Last week I saw a play that revolves around misogyny, murder and mommy issues — must be a serious drama, right? Wrong. Joe Orton's "Entertaining Mr. Sloane" is just that: downright entertaining. As an outspoken rebel playwright in the 1960s, you'd think Orton's outrageous black comedies would have played remarkably well to a free-loving hippie audience, but it took 45 years for this particular work to reach the London stage without being censored. And I couldn't be more pleased that it finally did.

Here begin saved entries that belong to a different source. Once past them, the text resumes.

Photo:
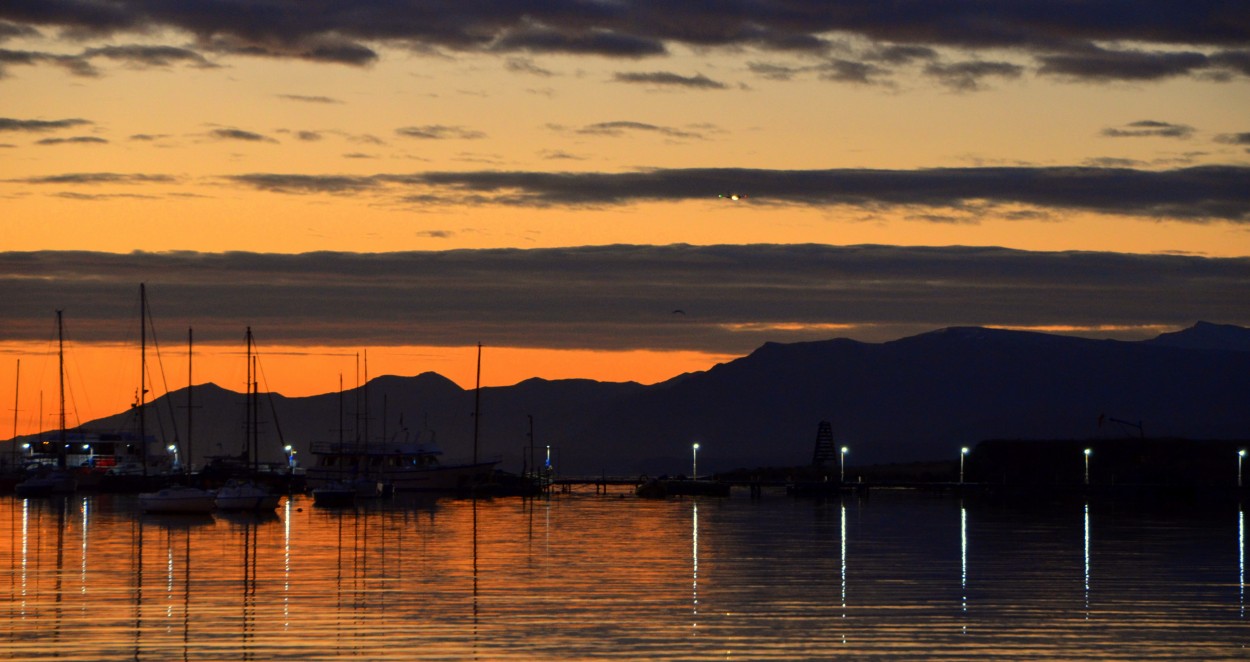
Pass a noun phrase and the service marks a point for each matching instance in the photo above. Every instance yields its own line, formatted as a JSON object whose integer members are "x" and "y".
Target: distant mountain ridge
{"x": 919, "y": 397}
{"x": 1208, "y": 336}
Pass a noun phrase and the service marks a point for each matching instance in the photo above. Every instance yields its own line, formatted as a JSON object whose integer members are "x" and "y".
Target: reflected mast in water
{"x": 963, "y": 561}
{"x": 694, "y": 556}
{"x": 1086, "y": 561}
{"x": 843, "y": 531}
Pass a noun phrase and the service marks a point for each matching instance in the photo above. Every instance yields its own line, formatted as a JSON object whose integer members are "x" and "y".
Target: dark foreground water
{"x": 591, "y": 577}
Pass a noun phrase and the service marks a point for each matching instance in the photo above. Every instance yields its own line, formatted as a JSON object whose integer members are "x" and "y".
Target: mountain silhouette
{"x": 915, "y": 399}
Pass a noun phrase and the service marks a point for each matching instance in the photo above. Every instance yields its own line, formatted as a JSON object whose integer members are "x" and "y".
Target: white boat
{"x": 54, "y": 482}
{"x": 335, "y": 494}
{"x": 178, "y": 498}
{"x": 406, "y": 467}
{"x": 245, "y": 496}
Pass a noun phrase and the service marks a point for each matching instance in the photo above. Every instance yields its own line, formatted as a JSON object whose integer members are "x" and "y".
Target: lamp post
{"x": 1241, "y": 455}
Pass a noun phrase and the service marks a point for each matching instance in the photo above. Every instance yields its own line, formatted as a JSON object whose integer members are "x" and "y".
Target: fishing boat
{"x": 178, "y": 498}
{"x": 48, "y": 484}
{"x": 408, "y": 467}
{"x": 335, "y": 494}
{"x": 400, "y": 465}
{"x": 249, "y": 495}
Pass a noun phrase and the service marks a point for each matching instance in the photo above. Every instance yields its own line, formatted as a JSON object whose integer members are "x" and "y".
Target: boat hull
{"x": 178, "y": 500}
{"x": 245, "y": 497}
{"x": 441, "y": 479}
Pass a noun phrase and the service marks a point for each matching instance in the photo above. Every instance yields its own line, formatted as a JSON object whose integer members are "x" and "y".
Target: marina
{"x": 609, "y": 576}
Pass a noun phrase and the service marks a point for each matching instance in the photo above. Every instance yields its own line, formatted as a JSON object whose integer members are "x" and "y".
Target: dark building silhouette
{"x": 824, "y": 455}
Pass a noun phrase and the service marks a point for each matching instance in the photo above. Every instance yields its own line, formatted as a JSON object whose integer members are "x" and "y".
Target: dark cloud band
{"x": 1193, "y": 194}
{"x": 615, "y": 297}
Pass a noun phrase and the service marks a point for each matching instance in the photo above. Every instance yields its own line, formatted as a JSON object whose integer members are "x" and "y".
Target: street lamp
{"x": 1241, "y": 455}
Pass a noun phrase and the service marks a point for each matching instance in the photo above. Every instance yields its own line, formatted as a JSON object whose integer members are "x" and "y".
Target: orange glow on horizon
{"x": 103, "y": 380}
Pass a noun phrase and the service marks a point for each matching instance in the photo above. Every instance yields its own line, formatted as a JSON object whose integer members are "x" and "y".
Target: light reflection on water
{"x": 890, "y": 575}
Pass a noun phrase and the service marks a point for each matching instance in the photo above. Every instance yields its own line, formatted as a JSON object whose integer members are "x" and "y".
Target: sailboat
{"x": 406, "y": 465}
{"x": 173, "y": 498}
{"x": 246, "y": 495}
{"x": 59, "y": 481}
{"x": 335, "y": 491}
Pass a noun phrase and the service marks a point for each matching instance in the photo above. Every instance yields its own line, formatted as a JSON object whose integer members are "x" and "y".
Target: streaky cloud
{"x": 35, "y": 126}
{"x": 1195, "y": 194}
{"x": 73, "y": 140}
{"x": 618, "y": 297}
{"x": 99, "y": 177}
{"x": 1173, "y": 38}
{"x": 309, "y": 99}
{"x": 438, "y": 131}
{"x": 670, "y": 80}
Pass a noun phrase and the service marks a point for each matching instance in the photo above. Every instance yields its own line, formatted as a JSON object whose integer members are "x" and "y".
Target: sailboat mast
{"x": 476, "y": 406}
{"x": 249, "y": 422}
{"x": 60, "y": 361}
{"x": 189, "y": 406}
{"x": 143, "y": 374}
{"x": 16, "y": 394}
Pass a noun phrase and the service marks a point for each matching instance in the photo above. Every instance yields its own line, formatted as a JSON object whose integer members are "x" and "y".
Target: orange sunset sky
{"x": 410, "y": 179}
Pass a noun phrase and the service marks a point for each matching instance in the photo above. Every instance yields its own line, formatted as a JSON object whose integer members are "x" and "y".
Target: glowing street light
{"x": 1241, "y": 456}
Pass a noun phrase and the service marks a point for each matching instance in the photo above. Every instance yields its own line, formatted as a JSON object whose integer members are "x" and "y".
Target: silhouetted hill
{"x": 1208, "y": 336}
{"x": 908, "y": 400}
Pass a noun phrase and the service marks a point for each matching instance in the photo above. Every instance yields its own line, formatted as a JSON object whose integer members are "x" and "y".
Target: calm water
{"x": 585, "y": 576}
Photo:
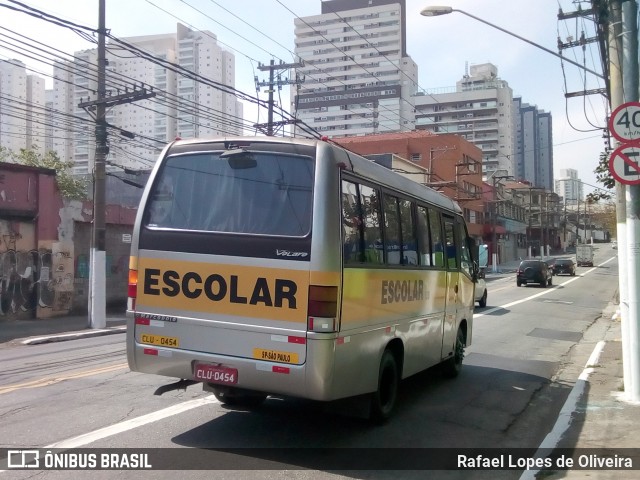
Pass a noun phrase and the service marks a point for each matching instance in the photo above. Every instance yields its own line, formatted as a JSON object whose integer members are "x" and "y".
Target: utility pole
{"x": 271, "y": 127}
{"x": 97, "y": 284}
{"x": 97, "y": 287}
{"x": 630, "y": 92}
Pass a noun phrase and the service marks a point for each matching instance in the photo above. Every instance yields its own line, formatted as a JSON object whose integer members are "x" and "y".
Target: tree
{"x": 70, "y": 187}
{"x": 603, "y": 176}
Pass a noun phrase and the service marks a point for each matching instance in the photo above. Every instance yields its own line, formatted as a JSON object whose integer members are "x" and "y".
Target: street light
{"x": 434, "y": 11}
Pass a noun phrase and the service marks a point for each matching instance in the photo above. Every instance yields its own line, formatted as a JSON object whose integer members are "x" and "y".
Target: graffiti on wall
{"x": 31, "y": 279}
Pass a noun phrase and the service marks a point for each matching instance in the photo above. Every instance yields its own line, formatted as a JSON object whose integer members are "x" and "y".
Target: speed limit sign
{"x": 624, "y": 123}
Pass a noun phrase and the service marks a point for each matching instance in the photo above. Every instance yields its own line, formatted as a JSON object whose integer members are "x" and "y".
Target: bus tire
{"x": 453, "y": 365}
{"x": 384, "y": 399}
{"x": 483, "y": 300}
{"x": 239, "y": 399}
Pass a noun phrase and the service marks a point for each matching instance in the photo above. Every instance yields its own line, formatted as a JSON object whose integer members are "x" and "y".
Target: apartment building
{"x": 449, "y": 163}
{"x": 182, "y": 107}
{"x": 22, "y": 107}
{"x": 479, "y": 109}
{"x": 358, "y": 77}
{"x": 534, "y": 145}
{"x": 569, "y": 186}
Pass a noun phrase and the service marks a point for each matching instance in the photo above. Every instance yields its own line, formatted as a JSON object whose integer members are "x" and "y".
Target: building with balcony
{"x": 452, "y": 166}
{"x": 569, "y": 187}
{"x": 22, "y": 107}
{"x": 182, "y": 107}
{"x": 544, "y": 214}
{"x": 534, "y": 145}
{"x": 480, "y": 110}
{"x": 358, "y": 78}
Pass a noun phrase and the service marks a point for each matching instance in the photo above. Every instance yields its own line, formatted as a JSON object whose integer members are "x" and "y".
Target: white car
{"x": 481, "y": 289}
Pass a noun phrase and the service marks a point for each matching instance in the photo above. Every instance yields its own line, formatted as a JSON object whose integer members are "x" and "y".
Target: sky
{"x": 443, "y": 47}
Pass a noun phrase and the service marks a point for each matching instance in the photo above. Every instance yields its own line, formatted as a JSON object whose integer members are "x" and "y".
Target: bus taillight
{"x": 322, "y": 308}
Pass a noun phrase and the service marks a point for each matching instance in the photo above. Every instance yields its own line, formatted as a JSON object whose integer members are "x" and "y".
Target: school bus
{"x": 269, "y": 266}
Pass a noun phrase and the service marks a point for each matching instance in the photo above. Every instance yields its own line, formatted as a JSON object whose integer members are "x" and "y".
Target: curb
{"x": 63, "y": 337}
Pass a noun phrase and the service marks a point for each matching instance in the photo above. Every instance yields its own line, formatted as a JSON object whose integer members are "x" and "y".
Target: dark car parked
{"x": 534, "y": 271}
{"x": 564, "y": 266}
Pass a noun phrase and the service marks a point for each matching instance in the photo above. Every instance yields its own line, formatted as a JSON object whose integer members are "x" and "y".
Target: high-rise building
{"x": 479, "y": 109}
{"x": 22, "y": 107}
{"x": 358, "y": 77}
{"x": 534, "y": 145}
{"x": 569, "y": 186}
{"x": 183, "y": 107}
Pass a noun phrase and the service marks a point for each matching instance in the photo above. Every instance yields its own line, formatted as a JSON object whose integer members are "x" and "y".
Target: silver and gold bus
{"x": 269, "y": 266}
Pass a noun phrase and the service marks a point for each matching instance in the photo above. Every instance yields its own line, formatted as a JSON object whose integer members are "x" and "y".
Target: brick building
{"x": 454, "y": 166}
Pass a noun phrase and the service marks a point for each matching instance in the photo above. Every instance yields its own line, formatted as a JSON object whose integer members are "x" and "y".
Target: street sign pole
{"x": 624, "y": 164}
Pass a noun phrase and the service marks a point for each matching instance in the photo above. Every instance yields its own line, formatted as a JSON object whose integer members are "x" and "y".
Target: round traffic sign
{"x": 624, "y": 164}
{"x": 624, "y": 123}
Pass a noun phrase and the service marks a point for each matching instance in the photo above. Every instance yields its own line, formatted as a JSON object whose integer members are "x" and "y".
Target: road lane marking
{"x": 43, "y": 382}
{"x": 86, "y": 438}
{"x": 539, "y": 294}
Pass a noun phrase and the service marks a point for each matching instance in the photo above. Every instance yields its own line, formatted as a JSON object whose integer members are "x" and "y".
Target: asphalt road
{"x": 529, "y": 344}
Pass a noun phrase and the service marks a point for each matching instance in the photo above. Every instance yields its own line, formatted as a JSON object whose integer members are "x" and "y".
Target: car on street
{"x": 564, "y": 266}
{"x": 551, "y": 264}
{"x": 534, "y": 271}
{"x": 481, "y": 289}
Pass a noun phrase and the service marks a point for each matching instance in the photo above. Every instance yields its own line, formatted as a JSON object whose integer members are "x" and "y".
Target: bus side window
{"x": 422, "y": 221}
{"x": 392, "y": 230}
{"x": 465, "y": 255}
{"x": 452, "y": 251}
{"x": 370, "y": 201}
{"x": 407, "y": 229}
{"x": 351, "y": 224}
{"x": 436, "y": 237}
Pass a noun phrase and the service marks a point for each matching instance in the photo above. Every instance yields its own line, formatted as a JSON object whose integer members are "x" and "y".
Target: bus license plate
{"x": 216, "y": 374}
{"x": 159, "y": 340}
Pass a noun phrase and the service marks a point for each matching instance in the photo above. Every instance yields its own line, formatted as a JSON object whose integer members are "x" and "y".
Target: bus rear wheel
{"x": 384, "y": 399}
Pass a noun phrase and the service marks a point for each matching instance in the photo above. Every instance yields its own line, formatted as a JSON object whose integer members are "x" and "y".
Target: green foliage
{"x": 70, "y": 187}
{"x": 603, "y": 176}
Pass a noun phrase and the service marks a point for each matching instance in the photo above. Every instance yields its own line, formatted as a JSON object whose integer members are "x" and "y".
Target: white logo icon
{"x": 23, "y": 459}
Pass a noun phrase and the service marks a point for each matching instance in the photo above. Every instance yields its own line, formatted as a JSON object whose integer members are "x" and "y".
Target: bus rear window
{"x": 262, "y": 193}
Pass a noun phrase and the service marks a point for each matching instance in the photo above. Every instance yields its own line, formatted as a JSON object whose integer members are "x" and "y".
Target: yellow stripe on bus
{"x": 270, "y": 293}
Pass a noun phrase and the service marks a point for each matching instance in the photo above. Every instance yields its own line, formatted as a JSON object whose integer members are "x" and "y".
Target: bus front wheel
{"x": 384, "y": 399}
{"x": 453, "y": 365}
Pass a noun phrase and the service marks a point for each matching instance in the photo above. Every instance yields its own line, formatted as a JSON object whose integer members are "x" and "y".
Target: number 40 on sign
{"x": 624, "y": 123}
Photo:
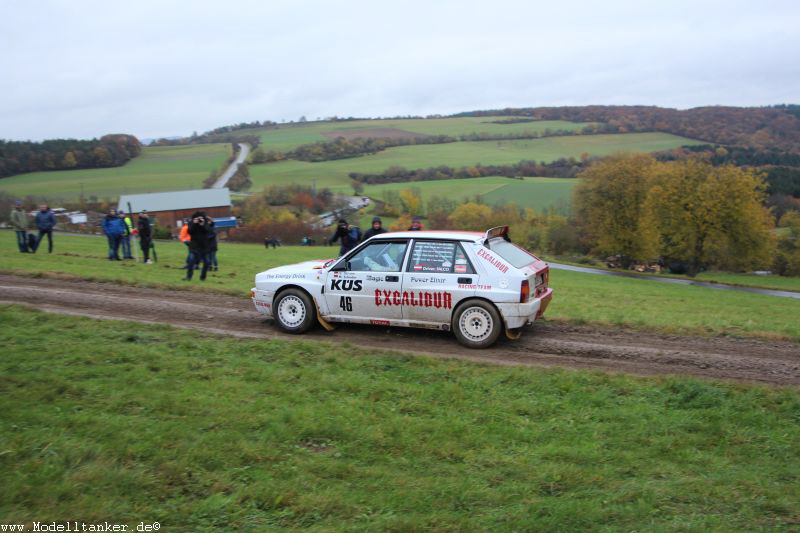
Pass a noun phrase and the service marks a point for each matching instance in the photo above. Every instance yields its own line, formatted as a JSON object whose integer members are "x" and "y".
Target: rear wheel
{"x": 294, "y": 311}
{"x": 477, "y": 324}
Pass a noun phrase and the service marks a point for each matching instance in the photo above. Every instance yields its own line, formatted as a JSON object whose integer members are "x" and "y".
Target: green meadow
{"x": 579, "y": 298}
{"x": 125, "y": 423}
{"x": 160, "y": 168}
{"x": 334, "y": 174}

The West End production stars Matthew Horne, a big television star over here, as the bottle-blond deviously manipulative, yet charming Mr. Sloane. Forty-something landlady Kath, a marvelously hilarious Imelda Staunton (who I instantly recognized as Professor Umbridge from Harry Potter and the Order of the Phoenix) is immediately smitten with her new tenant Sloane, who seems to be hiding something from the very start. Adding to the cast of already outrageously bizarre and seriously psychologically disturbed characters are Kath's — ahem — bachelor brother Ed (comic genius Simon Paisley Day) and their senile father, Kemp (a hysterical and touching Richard Bremmer).
Set in the living room of a house that stands alone next to a rubbish dump, the bubble-like atmosphere fuels the neurotic chaos that ensues: Kath shamelessly throws herself at Sloane (at one point in a completely sheer nightgown that leaves nothing to the imagination); brisk, buttoned up Ed reveals his enthusiastic admiration for the male physique and wastes no time hiring Sloane as his chauffeur and decking him out in a dinky, kinky leather uniform, and Kemp recognizes Sloane as the murderer of his former boss.
The unscrupulous tale, which was Orton's way of offering a giant 'screw you' to society for being too close minded, is reminiscent of Harold Pinter's earlier work and is hilariously entertaining and uncomfortably twisted at the same time. It is a truly amoral piece — wild, witty and utterly heartless.
The small cast was one of the best I've seen in a long time. Staunton, Paisely Day and Bremmer are all veterans of the London stage and it shows. Each of them got the quirky nuances that make their characters so oddly entertaining and fascinating to watch. However, casting Horne may have been a bit of a misstep. His lack of experience with stage acting was even more apparent next to the rest of the well-trained cast and made his character seem less complex than Orton's script called for.
Nonetheless, my first taste of British black comedy was memorable and enjoyable. Next week's show is Private Lives. I also snagged extra tix to Othello, so look for mini-reviews of those next week.
Cheers!
Kathy
PS: Brace yourselves for a slew of entries — this blog is in desperate need of updating.